ALEXANDRIA, Va. – Google launched its defense against accusations that it has an illegal monopoly on internet advertising technology Friday with a barrage of evidence that says the industry is more complex and more competitive than defined by the federal government.
“The industry has had a lot of water in the last 18 years,” said Scott Sheffer, vice president for global cooperation at Google, the company’s first witness in its antitrust case in federal court in Alexandria .
The Department of Justice and a coalition of states insist that Google created and maintained illegal control over technology that helps buy and sell online ads that consumers see.
Google says the government’s lawsuit focuses on a narrow type of online ads — specifically the rectangular ones that appear at the top and right of a web page.
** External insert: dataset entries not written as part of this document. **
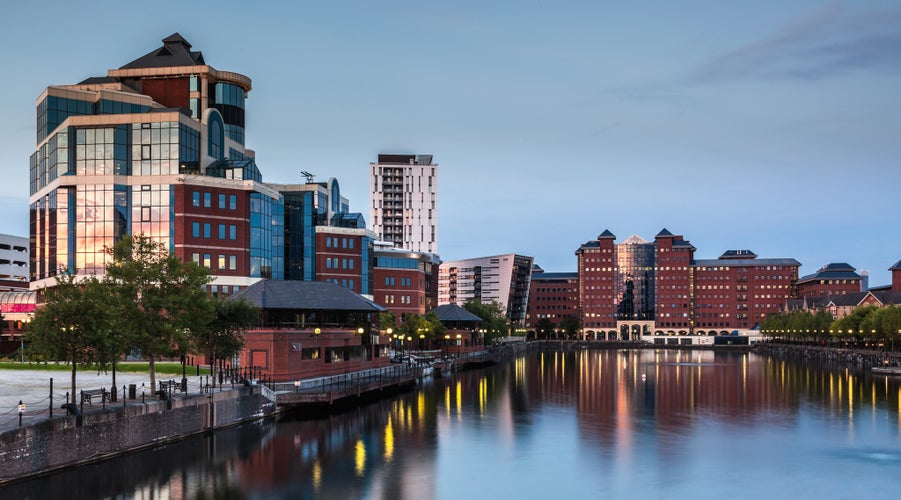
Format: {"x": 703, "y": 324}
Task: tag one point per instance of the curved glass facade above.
{"x": 228, "y": 98}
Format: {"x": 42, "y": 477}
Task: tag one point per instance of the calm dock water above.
{"x": 595, "y": 424}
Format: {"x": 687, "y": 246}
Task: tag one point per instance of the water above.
{"x": 594, "y": 424}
In its opening statement, Google’s lawyers said the Supreme Court had warned judges against acting in a fast-moving technology like what Sheffer described because of the risk of error. or unintended consequences.
Google says that defining the market ignores the competition it faces from social media companies, Amazon, streaming TV providers and others that offer advertisers ways to reach online consumers.
Attorneys for the Justice Department called witnesses to testify two weeks before they rested their case Friday afternoon, describing the ways in which independent ad exchanges run auctions in a matter of milliseconds to determine which ads placed in front of customers and how much they cost.
The department says the auctions are charged in subtle ways that help Google keep out potential competitors and in ways that prevent publishers from making as much money as they could from selling their ad space.
It also says that Google’s technology, when used in all aspects of the advertising business, allows Google to save 36 cents on the dollar of ad spend, billions of which happen every day.
Executives at media companies such as Gannett, which publishes USA Today, and News Corp., which owns the Wall Street Journal and Fox News, have said that Google dominates the technology used by advertisers to sell. advertising space as well as advertisers who want to buy it. Products are linked together so advertisers must use Google’s technology if they want to access its huge advertising space.
The government said in its appeal last year that Google should at least be forced to sell part of its business that deals with publishers, breaking its dominance.
In his testimony Friday, Sheffer explained how Google’s tools have evolved over the years and how it has audited advertisers and publishers to guard against issues such as malware and piracy.
The trial began on September 9, just a month after a District of Columbia judge declared Google’s core business, its ubiquitous search engine, an illegal monopoly. That case is still ongoing to determine what, if any, remedies the judge may offer.
The advertising technology at issue in the Virginia case does not generate the same kind of revenue for Google as its search engine does, but it is still believed to bring in tens of billions of dollars a year.
Overseas, authorities have also accused Google of anti-competitive behavior. But the company scored a victory this week when an EU court overturned a 1.49 billion euro ($1.66 billion) antitrust fine imposed five years ago that focuses on a different part of the company’s online marketing business.